Ergonomics For the Working Musician
Additionally, what a very good yoga teacher teaches is not just the exercises that work to develop the small neglected muscles that promote flexibility and space in the minute corners of the anatomy (such as the rotator cuff) but also teaching the basic art of being; learning, by feel, to place and carry limbs and loops in anatomical neutral at all times, to move consciously, using movement as a way to create space in the body.
For the musician, one of the profound improvements realized by the recovered space in the thoracic cavity is the ability to breathe fully and freely, and some of the biggest benefits for the musician in proper limb mechanics is the ability to operate our instruments with our arms with flexibility and strength, while removing the constrictions and crowding that set the stage for occupational injuries.
By taking the shoulders back and resting them on the shoulder blades, we create space in the shoulders, allowing good blood circulation in the shoulder socket, and free operation of the joint.
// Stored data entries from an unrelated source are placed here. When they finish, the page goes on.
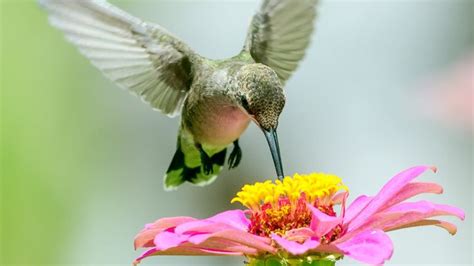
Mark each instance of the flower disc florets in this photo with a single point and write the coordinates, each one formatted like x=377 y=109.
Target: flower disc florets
x=280 y=206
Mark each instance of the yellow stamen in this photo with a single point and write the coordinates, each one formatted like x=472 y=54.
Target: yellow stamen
x=315 y=186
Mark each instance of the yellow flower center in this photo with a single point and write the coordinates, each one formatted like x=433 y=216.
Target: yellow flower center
x=280 y=206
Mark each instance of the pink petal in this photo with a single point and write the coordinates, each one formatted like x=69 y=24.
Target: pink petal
x=451 y=228
x=242 y=238
x=371 y=247
x=234 y=218
x=185 y=250
x=413 y=189
x=322 y=223
x=166 y=240
x=201 y=226
x=146 y=236
x=356 y=207
x=293 y=247
x=427 y=208
x=395 y=185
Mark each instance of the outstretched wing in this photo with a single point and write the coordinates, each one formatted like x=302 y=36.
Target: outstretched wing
x=280 y=33
x=141 y=57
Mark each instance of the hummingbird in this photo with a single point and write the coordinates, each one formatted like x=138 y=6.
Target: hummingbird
x=217 y=99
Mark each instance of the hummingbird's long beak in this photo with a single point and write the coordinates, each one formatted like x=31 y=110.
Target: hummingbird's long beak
x=272 y=139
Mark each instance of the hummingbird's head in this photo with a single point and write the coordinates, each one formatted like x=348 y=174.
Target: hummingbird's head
x=260 y=94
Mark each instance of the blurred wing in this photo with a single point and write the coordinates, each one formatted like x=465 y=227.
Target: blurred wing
x=279 y=34
x=141 y=57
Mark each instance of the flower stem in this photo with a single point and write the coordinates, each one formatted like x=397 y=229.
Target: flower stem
x=329 y=260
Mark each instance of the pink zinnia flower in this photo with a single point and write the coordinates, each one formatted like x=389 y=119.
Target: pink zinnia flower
x=294 y=220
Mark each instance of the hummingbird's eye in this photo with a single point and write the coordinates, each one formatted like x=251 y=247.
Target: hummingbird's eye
x=245 y=103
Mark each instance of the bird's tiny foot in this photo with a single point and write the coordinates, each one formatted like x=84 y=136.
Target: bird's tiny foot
x=206 y=161
x=235 y=155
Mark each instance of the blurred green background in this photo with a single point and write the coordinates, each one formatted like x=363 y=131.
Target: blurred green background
x=82 y=161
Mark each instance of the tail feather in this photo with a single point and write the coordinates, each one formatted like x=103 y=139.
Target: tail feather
x=186 y=166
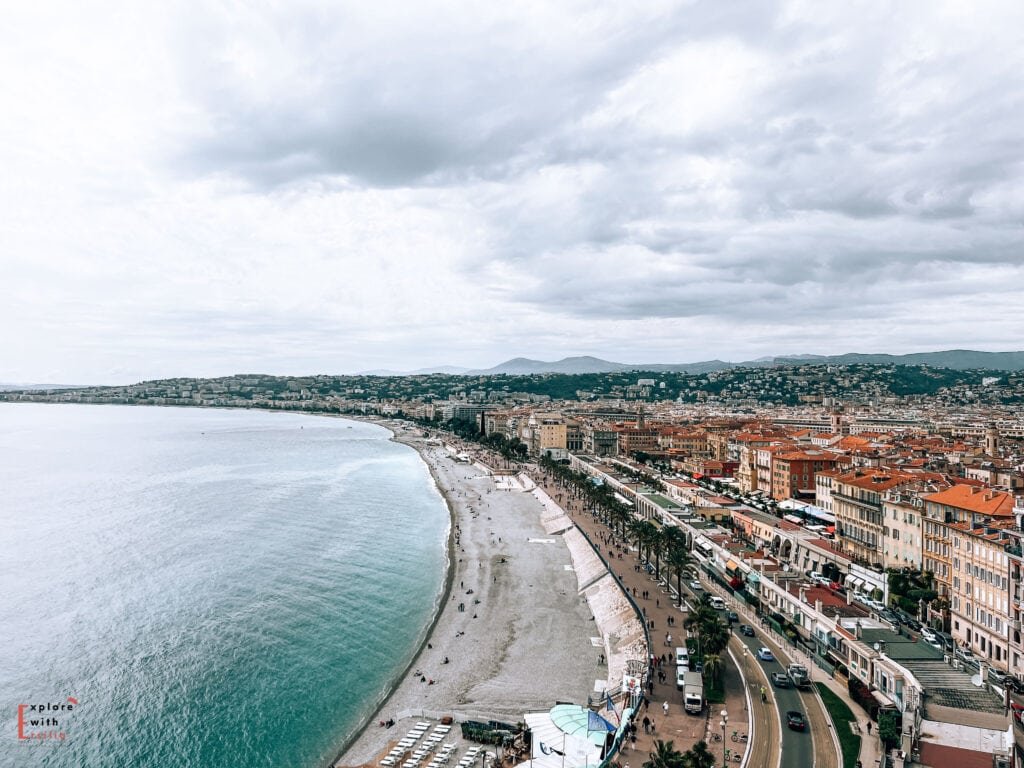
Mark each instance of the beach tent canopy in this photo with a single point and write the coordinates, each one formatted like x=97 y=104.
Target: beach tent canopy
x=560 y=737
x=579 y=721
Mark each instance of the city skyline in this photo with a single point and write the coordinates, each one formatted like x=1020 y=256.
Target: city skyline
x=331 y=188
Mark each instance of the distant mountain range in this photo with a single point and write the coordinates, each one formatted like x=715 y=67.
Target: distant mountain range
x=953 y=358
x=14 y=387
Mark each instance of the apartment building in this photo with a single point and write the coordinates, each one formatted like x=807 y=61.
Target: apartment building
x=793 y=472
x=857 y=503
x=634 y=437
x=822 y=488
x=599 y=439
x=903 y=514
x=979 y=604
x=545 y=433
x=972 y=507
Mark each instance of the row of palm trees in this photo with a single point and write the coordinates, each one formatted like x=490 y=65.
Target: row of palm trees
x=667 y=756
x=658 y=546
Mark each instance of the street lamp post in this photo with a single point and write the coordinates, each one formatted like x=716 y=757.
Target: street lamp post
x=745 y=656
x=725 y=722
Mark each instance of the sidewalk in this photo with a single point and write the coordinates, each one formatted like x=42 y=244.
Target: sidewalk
x=677 y=726
x=870 y=747
x=870 y=752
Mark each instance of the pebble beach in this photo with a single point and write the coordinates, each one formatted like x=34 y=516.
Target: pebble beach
x=514 y=633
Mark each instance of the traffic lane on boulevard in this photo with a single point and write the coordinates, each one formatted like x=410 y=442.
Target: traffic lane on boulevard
x=765 y=732
x=798 y=751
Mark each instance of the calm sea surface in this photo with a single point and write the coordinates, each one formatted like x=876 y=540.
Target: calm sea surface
x=214 y=588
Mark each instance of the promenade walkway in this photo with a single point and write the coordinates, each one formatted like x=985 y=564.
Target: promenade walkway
x=677 y=726
x=762 y=721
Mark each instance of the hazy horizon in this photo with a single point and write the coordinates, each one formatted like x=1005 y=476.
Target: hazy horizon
x=338 y=187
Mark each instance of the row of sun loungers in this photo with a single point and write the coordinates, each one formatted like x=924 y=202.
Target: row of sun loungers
x=438 y=734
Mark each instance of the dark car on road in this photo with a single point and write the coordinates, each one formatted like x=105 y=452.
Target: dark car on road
x=796 y=720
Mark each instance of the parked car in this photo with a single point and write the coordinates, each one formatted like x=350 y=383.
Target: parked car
x=994 y=676
x=681 y=672
x=1017 y=686
x=796 y=720
x=966 y=655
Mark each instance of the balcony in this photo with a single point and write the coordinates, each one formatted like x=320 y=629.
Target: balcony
x=858 y=502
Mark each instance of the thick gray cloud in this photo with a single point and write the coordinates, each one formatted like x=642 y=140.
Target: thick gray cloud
x=342 y=186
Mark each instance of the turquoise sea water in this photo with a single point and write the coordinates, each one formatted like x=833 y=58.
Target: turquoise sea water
x=214 y=588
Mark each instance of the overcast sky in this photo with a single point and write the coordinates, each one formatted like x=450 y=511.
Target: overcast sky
x=199 y=189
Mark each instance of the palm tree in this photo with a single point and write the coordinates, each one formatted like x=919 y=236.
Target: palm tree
x=665 y=756
x=713 y=666
x=655 y=544
x=715 y=636
x=638 y=531
x=698 y=757
x=678 y=559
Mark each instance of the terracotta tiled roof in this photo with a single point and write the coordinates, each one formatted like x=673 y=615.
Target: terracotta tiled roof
x=974 y=499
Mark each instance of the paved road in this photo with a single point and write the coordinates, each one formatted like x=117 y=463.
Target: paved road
x=798 y=749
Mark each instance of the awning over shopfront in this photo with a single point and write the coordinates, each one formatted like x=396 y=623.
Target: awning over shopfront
x=883 y=699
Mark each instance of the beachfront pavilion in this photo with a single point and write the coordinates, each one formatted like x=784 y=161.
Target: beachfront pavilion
x=567 y=736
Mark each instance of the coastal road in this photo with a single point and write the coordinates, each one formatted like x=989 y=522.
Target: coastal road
x=798 y=748
x=813 y=748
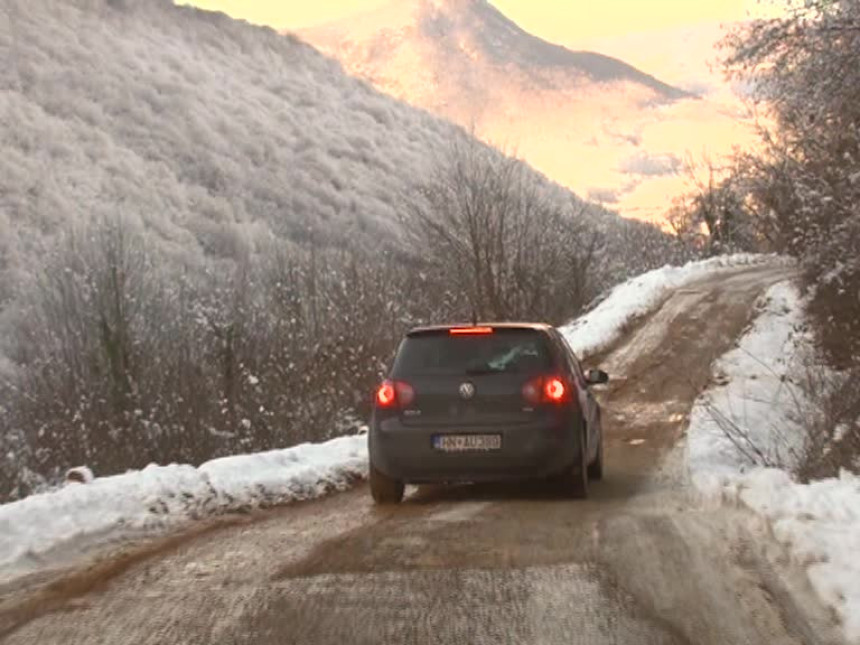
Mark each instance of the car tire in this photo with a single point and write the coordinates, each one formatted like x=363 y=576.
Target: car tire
x=595 y=468
x=574 y=482
x=384 y=489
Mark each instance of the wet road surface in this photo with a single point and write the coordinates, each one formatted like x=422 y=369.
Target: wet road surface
x=639 y=562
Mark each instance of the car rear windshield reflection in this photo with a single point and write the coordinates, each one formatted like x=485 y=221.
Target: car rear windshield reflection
x=505 y=351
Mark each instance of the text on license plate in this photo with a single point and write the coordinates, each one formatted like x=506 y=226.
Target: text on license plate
x=467 y=442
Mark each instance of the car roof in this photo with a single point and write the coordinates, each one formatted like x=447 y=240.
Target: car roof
x=430 y=329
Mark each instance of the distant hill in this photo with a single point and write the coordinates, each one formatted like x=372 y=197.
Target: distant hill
x=587 y=120
x=217 y=136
Good blood circulation and free movement is critical, since poor circulation and lack of flexibility puts stress of the rotator cuff, and misaligns the arm, which causes injury in the shoulders and elbows.
In Summary…
Gravity is hammering at us 24/7, and I spent about ten years in my twenties and early thirties injuring and reinjuring my back and being confined to bed rest for weeks at a time. My Air Force career was, frankly, in serious jeopardy.
Then I figured out that my hips had lost all of their flexibility and my back was taking up the slack. I initiated a rigorous yoga practice in 2000, and after about a year, the horrible back problems disappeared. Certainly, I experience back pain somewhat regularly as I have some broken cartilage in my back that won’t ever heal. But compared to what life was like before, it’s nothing at all.
Yoga has changed my life – I strongly recommend it.